First: don’t under any
circumstances say anything original. The problem with saying something original
is this. Only about 0.1% of the human race produce original ideas, and only
about 1% recognise an original idea when it stares them in the face.
Thus if you set out an original
idea and send it in to some journal, there is only about a 1% chance of it
being published.
Second: far better is to take
some utterly banal idea, and present it in a slightly novel format, and add
some maths to make it look scientific. Here are some examples.
The Phillips Curve. It’s stark
staring bollocking obvious that there is some sort of relationship between
inflation and unemployment all else equal. That was known to anyone with more
than three brain cells long before Phillips took the idea and drew a graph to
represent the idea. David Hume (who had far more than three brain cells)
pointed to the relationship between inflation and unemployment about 200 years
ago. But that didn’t stop Phillips becoming a household name for his graph.
NAIRU. Well NAIRU is just a
trivial alteration to the Phillips curve. “Non Accelerating Inflation Rate of
Unemployment” just adds the idea that instead of inflation rising to some fixed
level when unemployment gets too low, it ACCELERATES. Yawn yawn.
The Laffer curve. For details on
the history of this, see Mike Norman here.
Or am I being too cycnical?
_________
P.S. (26th Dec. 2012).
The much heralded “Diamond-Dybvig” banking model is another example. Essentially all this model says is that “borrow
short and lend long”, which is what banks do, is risky. Only problem is that
that’s pretty much a statement of the obvious. Bagehot pointed to the dangers
of borrow short and lend long about 150 years ago. He said in reference to the
banking system, “But in exact proportion to the power of the system is its
delicacy, I should hardly say too much if I said its danger. . . . . Of the
many millions on Lombard Street, infinitely the greater proportion is held by
bankers or others on short notice or on demand; that is to say, the owners
could ask for it all any day they
please: in a panic some of the do as for some of it. If any large fraction of
that money really was demanded, our banking system and our industrial system
too would be in great danger.” (p.8 of “Lombard Street”).
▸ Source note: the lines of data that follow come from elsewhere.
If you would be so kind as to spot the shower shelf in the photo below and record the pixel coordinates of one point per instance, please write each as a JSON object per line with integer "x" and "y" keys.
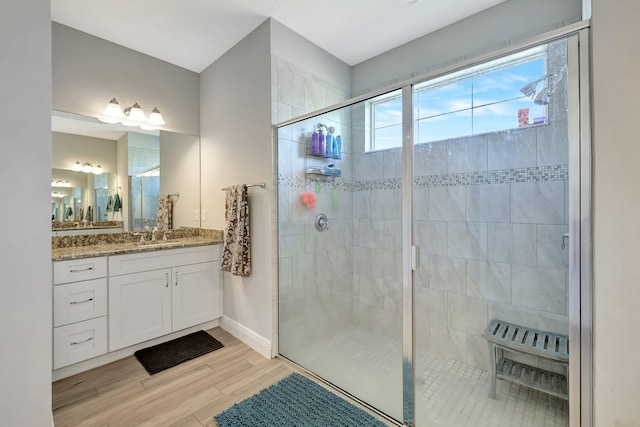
{"x": 328, "y": 172}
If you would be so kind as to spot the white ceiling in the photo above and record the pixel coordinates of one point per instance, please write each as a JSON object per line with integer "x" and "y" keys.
{"x": 194, "y": 33}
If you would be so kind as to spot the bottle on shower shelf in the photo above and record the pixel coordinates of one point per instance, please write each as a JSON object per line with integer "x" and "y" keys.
{"x": 322, "y": 147}
{"x": 315, "y": 143}
{"x": 329, "y": 141}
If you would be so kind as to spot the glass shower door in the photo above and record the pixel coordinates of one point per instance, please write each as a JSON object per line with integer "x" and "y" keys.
{"x": 339, "y": 249}
{"x": 491, "y": 165}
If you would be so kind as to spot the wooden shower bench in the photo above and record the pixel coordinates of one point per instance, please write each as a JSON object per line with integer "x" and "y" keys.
{"x": 554, "y": 347}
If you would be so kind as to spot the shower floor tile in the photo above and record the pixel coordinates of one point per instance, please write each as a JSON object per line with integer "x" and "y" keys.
{"x": 448, "y": 392}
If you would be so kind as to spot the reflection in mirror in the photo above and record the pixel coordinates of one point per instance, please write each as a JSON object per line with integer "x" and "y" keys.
{"x": 127, "y": 192}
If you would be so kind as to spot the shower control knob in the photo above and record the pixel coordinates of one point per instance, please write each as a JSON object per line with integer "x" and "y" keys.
{"x": 322, "y": 223}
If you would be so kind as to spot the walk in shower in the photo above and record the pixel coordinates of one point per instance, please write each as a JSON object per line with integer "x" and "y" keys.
{"x": 409, "y": 220}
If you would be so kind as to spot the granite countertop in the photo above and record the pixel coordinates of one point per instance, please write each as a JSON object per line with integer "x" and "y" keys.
{"x": 78, "y": 252}
{"x": 76, "y": 247}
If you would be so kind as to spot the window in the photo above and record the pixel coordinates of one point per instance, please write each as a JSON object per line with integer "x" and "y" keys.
{"x": 479, "y": 99}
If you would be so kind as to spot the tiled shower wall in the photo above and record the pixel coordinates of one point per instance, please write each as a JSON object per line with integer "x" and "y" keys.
{"x": 489, "y": 212}
{"x": 315, "y": 269}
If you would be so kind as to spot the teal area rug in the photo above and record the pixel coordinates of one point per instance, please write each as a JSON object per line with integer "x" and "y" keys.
{"x": 296, "y": 401}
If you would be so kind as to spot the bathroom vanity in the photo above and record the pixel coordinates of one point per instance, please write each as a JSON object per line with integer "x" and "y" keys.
{"x": 110, "y": 298}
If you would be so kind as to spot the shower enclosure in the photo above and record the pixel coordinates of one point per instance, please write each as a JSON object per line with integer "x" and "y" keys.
{"x": 447, "y": 203}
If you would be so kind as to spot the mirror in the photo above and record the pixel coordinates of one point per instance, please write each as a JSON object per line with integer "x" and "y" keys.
{"x": 126, "y": 172}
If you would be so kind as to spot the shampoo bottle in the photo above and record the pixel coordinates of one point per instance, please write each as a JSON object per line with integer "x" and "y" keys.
{"x": 337, "y": 153}
{"x": 328, "y": 145}
{"x": 321, "y": 144}
{"x": 315, "y": 143}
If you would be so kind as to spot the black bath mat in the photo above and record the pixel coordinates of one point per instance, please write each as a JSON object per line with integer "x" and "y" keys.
{"x": 172, "y": 353}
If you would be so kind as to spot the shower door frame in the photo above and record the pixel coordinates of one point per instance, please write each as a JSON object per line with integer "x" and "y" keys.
{"x": 580, "y": 221}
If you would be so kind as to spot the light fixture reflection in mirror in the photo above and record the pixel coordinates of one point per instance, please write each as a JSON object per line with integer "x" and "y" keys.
{"x": 81, "y": 139}
{"x": 131, "y": 116}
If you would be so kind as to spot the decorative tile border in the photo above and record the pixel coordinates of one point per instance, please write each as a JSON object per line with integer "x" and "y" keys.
{"x": 506, "y": 176}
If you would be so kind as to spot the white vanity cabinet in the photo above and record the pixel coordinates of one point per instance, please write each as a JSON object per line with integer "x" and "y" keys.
{"x": 79, "y": 310}
{"x": 155, "y": 293}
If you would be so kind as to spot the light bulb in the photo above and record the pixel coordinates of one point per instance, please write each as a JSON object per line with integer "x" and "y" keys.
{"x": 136, "y": 113}
{"x": 113, "y": 109}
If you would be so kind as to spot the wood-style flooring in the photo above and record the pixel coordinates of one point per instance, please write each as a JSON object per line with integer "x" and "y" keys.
{"x": 122, "y": 393}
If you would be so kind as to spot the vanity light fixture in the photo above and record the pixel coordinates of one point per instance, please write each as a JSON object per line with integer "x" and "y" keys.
{"x": 131, "y": 116}
{"x": 87, "y": 167}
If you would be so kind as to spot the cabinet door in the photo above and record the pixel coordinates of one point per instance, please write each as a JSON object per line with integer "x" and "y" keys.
{"x": 196, "y": 294}
{"x": 139, "y": 307}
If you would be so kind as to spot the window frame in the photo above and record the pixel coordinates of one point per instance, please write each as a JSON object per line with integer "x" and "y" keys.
{"x": 466, "y": 74}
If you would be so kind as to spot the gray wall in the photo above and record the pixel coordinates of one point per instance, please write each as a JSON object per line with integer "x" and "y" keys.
{"x": 236, "y": 148}
{"x": 616, "y": 91}
{"x": 89, "y": 71}
{"x": 483, "y": 32}
{"x": 25, "y": 252}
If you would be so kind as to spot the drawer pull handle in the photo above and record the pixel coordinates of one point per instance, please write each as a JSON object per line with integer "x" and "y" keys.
{"x": 81, "y": 270}
{"x": 81, "y": 342}
{"x": 81, "y": 302}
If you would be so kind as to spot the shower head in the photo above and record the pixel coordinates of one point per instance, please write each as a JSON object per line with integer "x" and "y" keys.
{"x": 549, "y": 83}
{"x": 543, "y": 97}
{"x": 529, "y": 90}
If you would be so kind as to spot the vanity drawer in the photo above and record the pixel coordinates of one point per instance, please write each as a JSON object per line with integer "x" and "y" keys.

And for comparison, here are the
first few sentences of the explanation of the DD model as set out by Wiki.
“The Diamond–Dybvig model is an
influential model of bank runs and related financial crises. The model shows
how banks' mix of illiquid assets (such as business or mortgage loans) and
liquid liabilities (deposits which may be withdrawn at any time) may give rise
to self-fulfilling panics among depositors. The model, published in 1983 by
Douglas W. Diamond of the University of Chicago and Philip H. Dybvig, then of
Yale University and now of Washington University in St. Louis, provides a
mathematical statement of the idea that an institution with long-maturity
assets and short-maturity liabilities may be unstable.
Presumably if someone set out a mathematical statement to the effect that daffodils flower in spring time, they'd be credited with discovering that daffodils flower in spring time.